Inflation accelerated in April for the first time in three months to match the fastest pace since October 2009 as higher food prices and gasoline shortages fanned cost pressures.

The inflation rate climbed to 9.6 percent from 9.5 percent in March, the State Statistics Service said Wednesday. Consumer prices rose 0.4 percent from a month earlier, compared with 0.6 percent in March.

The Central Bank unexpectedly raised its main interest rates last week for a second time this year to rein in price growth, saying monetary factors may now sustain inflation originally sparked by shocks like last year's drought. Prime Minister Vladimir Putin's government raised export duties on gasoline last week to hold down prices and fight fuel shortages.

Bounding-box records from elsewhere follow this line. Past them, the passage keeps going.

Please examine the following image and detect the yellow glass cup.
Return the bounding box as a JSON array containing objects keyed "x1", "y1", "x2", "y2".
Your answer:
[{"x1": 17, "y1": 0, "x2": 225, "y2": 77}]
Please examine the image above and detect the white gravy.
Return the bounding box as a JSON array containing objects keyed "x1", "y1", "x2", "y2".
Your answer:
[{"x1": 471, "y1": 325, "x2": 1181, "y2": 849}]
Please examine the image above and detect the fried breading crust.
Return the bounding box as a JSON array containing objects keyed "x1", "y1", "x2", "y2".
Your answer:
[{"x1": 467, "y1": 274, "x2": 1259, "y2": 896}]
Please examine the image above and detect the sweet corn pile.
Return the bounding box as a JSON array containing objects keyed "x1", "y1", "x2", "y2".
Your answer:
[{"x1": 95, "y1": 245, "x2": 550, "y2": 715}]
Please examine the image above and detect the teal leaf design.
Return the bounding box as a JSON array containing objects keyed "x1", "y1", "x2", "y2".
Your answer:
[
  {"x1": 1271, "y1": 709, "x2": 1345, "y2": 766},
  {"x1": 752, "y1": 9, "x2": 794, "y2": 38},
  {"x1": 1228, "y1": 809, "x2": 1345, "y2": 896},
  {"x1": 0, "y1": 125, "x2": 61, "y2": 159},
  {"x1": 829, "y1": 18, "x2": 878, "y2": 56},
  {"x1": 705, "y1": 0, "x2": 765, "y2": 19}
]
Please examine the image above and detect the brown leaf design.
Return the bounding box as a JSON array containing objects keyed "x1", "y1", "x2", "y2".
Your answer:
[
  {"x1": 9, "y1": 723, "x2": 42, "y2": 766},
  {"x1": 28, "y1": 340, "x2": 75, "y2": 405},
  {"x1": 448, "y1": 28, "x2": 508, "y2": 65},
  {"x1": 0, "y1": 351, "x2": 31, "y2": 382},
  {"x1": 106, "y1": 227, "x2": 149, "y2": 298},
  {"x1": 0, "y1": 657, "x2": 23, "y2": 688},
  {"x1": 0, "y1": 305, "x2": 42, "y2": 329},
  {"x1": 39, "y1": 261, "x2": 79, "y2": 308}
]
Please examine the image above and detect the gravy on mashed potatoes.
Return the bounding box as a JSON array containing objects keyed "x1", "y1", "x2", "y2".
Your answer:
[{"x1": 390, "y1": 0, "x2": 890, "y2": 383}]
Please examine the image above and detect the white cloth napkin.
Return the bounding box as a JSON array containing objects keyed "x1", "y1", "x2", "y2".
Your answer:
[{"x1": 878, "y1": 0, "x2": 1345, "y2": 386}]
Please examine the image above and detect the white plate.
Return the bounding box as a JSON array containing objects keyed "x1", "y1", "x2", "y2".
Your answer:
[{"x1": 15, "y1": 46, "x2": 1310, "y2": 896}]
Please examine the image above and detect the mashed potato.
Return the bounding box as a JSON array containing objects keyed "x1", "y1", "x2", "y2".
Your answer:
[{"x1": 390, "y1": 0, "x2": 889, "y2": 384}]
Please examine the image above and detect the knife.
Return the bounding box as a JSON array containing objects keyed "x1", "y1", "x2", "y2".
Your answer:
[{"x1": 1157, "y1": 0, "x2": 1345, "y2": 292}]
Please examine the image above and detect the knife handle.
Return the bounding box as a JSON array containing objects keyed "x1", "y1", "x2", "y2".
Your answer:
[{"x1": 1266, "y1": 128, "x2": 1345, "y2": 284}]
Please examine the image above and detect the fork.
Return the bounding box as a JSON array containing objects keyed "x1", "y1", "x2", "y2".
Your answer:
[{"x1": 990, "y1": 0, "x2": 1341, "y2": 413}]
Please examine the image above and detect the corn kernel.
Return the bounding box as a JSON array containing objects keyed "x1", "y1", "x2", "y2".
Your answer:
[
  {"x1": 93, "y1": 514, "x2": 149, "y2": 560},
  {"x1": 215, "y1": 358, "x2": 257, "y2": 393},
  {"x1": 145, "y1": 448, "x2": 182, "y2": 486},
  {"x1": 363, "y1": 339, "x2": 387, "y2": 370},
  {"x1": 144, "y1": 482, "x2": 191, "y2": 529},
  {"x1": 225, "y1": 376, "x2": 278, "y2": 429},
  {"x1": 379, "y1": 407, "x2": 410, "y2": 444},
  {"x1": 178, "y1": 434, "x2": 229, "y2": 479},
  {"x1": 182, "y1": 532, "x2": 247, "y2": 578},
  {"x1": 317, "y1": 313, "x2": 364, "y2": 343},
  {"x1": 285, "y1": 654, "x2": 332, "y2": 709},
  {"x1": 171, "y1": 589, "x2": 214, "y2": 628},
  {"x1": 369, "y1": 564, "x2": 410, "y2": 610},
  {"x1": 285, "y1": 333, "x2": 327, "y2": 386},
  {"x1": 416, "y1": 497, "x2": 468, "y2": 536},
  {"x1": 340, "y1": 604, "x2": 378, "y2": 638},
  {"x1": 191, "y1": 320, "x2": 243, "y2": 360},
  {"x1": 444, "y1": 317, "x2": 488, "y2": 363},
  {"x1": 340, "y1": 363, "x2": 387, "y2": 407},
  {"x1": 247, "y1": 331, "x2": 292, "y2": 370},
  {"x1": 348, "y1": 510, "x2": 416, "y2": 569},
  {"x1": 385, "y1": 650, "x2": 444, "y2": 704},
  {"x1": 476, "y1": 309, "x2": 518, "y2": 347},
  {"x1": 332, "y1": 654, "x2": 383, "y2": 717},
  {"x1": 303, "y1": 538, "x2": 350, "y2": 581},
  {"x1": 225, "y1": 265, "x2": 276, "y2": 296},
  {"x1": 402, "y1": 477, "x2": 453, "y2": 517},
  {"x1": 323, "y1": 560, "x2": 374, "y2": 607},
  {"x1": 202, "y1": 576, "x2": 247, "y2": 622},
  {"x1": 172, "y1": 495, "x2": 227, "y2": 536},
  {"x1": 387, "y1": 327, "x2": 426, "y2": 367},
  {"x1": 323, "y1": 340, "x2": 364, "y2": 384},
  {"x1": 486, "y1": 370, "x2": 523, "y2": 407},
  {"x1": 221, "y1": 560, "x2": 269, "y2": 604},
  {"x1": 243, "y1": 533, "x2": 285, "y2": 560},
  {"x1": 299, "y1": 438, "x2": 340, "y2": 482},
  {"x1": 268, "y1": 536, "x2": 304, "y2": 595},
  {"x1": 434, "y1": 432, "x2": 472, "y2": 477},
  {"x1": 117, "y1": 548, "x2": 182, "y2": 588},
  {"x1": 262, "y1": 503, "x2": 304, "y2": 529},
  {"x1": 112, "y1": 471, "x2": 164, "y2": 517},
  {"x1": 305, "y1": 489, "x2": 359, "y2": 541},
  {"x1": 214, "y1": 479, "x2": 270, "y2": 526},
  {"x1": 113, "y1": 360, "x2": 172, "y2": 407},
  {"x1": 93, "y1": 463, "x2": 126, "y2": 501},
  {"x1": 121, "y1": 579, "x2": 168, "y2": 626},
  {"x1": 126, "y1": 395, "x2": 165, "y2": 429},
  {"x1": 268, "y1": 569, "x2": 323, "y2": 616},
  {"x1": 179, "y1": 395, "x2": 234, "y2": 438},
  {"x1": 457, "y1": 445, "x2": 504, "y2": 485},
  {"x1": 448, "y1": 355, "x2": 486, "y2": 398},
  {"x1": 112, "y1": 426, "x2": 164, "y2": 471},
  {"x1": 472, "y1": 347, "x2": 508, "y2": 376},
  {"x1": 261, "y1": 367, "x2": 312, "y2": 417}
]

"The main driver continues to be food prices," Anton Nikitin, chief economist at Renaissance Capital, said Tuesday. "Given the gasoline shortage in certain parts of Russia, that component will also spur inflation."

Gasoline prices jumped 0.9 percent in April from a month earlier, up from a 0.8 percent monthly decline in March. Food prices grew 0.4 percent in April from the previous month, compared with a 0.9 percent rise in March. Inflation in the year to date was 4.3 percent, compared with 3.5 percent in the first four months of 2010.

The Central Bank cited the growing "role of monetary factors" in sustaining inflation pressures when it raised the benchmark refinancing rate to 8.25 percent from 8 percent on April 29.

"Retail trade outstripping real incomes in recent months, combined with growing lending to individuals and the slower growth of retail deposits, suggest a likely drop in people's propensity to save," the Central Bank said in the statement. This "may become a factor of increasing inflation risks."

Retail sales increased 4.8 percent last month from a year earlier, while real wages unexpectedly fell for the first time in 16 months, and disposable income dropped 3.4 percent.

Fighting inflation is a bigger priority than containing ruble gains, Finance Minister Alexei Kudrin said April 25. The country "needs low inflation" to make financing cheaper for companies and home buyers, Putin said the same day, predicting that the rate won't exceed 7.5 percent this year, the slowest on record.

The government is seeking to prevent inflation from sapping purchasing power and consumer confidence less than a year before parliamentary and presidential elections. Russians see inflation, the fastest among the so-called BRIC countries, as the biggest challenge facing the country, according to a poll by the state-run VTsIOM research center.

Policymakers' surprise decision to raise rates suggests "a change of heart" to focus on inflation after a previous bias toward protecting the economy's recovery, Vladimir Pantyushin, chief economist at Barclays Capital, said in a note to clients on April 29.